• Hey, guest user. Hope you're enjoying NeoGAF! Have you considered registering for an account? Come join us and add your take to the daily discourse.

Gun Manufacturer Accused of Stealing Design from Video Game

IbizaPocholo

NeoGAFs Kent Brockman



The gritty shooter game Escape From Tarkov entered its fourth year recently, and it continues to draw in new players every quarter despite still being in open beta. The title is packed with memorable weapons, but one small indie studio is accusing Escape From Tarkov of using a stolen gun design. Unexpectedly, it appears that the gun design wasn't necessarily stolen by developer Battlestate Games, but rather by the real-life gun manufacturer that licensed the gun to them.

Indie studio Ward B has been sharing highly detailed weapon designs for its upcoming title Oceanic since 2019. CEO Marcellino Sauceda believes one of them – a futuristic shotgun dubbed the EPM28 Mastodon – has reappeared as a weapon in Escape From Tarkov and in real life as the MP-155 Ultima.

Ward B was reportedly contacted by Maxim Kuzin, an individual who billed himself as a “producer of industrial projects” for multiple companies including Kalashnikov Concern. Although he expressed interest in adapting the Mastodon into a real-life gun, which Ward B was apparently quite excited about, he soon went dark and the indie studio assumed the deal had fallen through. However, Kalashnikov Concern unveiled the Ultima on August 21, 2020, without giving credit to the developers. Adding salt to the wound, the company then licensed the new weapon to Escape From Tarkov.

Marcellino Sauceda stated that the two weapons have an uncanny number of similarities including color, general shape, and aesthetic. More specifically, specific elements in the handguard and receiver appear to have been copied from the Mastodon for no utilitarian reason. However, what clinched it for Ward B was a small, L-shaped indentation on one side of the Ultima that the indie studio used as a visual motif on multiple Oceanic guns.

When Ward B attempted to contact Maxim Kuzin about the proposed collaboration, he did not reply, leading the studio to assume the weapon design had been stolen. After tensions continued to heat up, Maxim Kuzin eventually stated that he worked with another designer from Russia to design the weapon from scratch and then licensed the new creation to appear in Escape From Tarkov.

Kalashnikov Concern has begun taking preorders for the MP-155 Ultima, which is priced at $1,700 USD / £1,300. The indie studio has given up on a formal legal case due to the complexities of an American company taking action against a Russian one. As of writing, Marcellino Sauceda states that he simply wants to raise awareness that Ward B's work is now on display worldwide without credit.

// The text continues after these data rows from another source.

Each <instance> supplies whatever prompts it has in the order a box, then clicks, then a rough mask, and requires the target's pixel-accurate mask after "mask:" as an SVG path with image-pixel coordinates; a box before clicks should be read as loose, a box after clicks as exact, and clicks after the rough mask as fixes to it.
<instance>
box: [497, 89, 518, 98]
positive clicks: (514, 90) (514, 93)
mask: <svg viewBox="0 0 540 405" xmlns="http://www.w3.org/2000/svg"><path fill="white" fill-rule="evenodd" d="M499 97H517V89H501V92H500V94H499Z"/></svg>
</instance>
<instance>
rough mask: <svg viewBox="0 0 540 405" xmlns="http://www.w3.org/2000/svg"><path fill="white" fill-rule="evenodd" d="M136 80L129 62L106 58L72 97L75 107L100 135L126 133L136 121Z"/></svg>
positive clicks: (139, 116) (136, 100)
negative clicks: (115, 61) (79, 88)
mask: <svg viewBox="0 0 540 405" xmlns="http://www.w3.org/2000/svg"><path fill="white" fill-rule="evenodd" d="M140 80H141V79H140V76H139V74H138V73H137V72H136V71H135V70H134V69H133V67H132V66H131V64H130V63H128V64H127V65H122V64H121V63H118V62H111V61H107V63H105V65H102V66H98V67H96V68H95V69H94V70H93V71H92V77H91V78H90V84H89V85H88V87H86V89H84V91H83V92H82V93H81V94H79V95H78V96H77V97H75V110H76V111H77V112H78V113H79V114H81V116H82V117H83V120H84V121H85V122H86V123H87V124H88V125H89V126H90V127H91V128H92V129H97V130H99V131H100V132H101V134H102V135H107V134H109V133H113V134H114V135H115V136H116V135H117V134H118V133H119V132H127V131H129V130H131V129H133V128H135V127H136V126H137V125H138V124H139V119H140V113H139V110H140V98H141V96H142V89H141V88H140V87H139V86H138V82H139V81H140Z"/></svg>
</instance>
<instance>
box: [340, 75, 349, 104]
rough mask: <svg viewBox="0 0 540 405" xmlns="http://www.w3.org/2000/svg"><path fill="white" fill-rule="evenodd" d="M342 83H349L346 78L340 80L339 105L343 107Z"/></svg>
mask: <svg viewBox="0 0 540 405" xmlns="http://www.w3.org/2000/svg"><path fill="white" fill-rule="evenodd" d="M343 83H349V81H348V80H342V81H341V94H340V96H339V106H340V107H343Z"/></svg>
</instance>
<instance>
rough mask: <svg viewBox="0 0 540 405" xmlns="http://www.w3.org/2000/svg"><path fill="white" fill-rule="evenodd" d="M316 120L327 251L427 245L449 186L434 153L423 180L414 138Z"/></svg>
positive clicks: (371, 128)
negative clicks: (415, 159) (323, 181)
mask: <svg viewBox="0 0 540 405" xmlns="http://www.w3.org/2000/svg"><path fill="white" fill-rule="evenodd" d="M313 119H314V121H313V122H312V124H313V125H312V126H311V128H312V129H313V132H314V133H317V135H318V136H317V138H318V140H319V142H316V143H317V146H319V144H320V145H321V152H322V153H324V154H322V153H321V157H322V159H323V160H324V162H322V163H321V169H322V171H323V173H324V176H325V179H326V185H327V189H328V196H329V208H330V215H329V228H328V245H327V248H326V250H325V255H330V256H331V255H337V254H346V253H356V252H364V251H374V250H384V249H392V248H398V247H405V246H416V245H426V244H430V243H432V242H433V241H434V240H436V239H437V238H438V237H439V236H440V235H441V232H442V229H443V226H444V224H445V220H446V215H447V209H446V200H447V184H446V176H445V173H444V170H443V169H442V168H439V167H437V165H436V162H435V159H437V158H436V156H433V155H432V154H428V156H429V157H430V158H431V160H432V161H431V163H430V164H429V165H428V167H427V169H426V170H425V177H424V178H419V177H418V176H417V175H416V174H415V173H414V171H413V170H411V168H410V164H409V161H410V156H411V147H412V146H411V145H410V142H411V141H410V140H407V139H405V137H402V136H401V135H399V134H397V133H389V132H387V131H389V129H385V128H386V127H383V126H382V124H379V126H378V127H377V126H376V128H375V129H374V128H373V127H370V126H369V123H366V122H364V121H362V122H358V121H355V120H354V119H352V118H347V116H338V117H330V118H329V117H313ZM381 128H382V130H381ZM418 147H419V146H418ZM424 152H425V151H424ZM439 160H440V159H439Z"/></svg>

mastodon-mp-155-ultima-comparison-feature.jpg

 
Yeah, I don't see it. The angular lines are a staple of sci-fi gun design, calling out elements as nonsensical for a real firearm, on a real firearm that is meant to look videogamey, is itself nonsensical, and one of their points is literally "this isn't unusual by itself, but everything else is stolen so why wouldn't this be". A couple similar-looking greebles on a gun that is only similar because it's the same style of shotgun, does not a solid argument make. The only interesting piece is the quick-release stock - they're usually meant to fold (so they stay with the gun) or attach a bit more securely (so they don't fall off).
 

MrA

Banned
Uh huh, so are they licensing the likeness of the dozens of real world guns that are on the game or did they rip off those designs and names?
 

I_D

Member
Since people won't read, here's the important part:

"Kalashnikov Concern unveiled the Ultima on August 21, 2020, without giving credit to the developers. Adding salt to the wound, the company then licensed the new weapon to Escape From Tarkov."

EFT didn't steal anything. They licensed everything appropriately.
The company from which they licensed the rights (Kalashnikov) is the company which (allegedly) stole the design.
 

IbizaPocholo

NeoGAFs Kent Brockman


IGN investiages the story behind an indie game studio's claim that Kalashnikov Concern, Russia's largest arms manufacturer, stole a shotugn design from a game the studio was developing to make a real life shotgun.
 
This was never going anywhere. Typically guns all look identical for a reason, there are only so many ways to design a proper working tube that fires a projectile. I've seen cars that have more similar designs than the two shotguns in OP. Take all the modern car-based SUVs (less useful minivans) on the market, remove the badging, then tell me which ones are which. They should all sue each other and be forced to stop making them so I don't have to look at one ever again.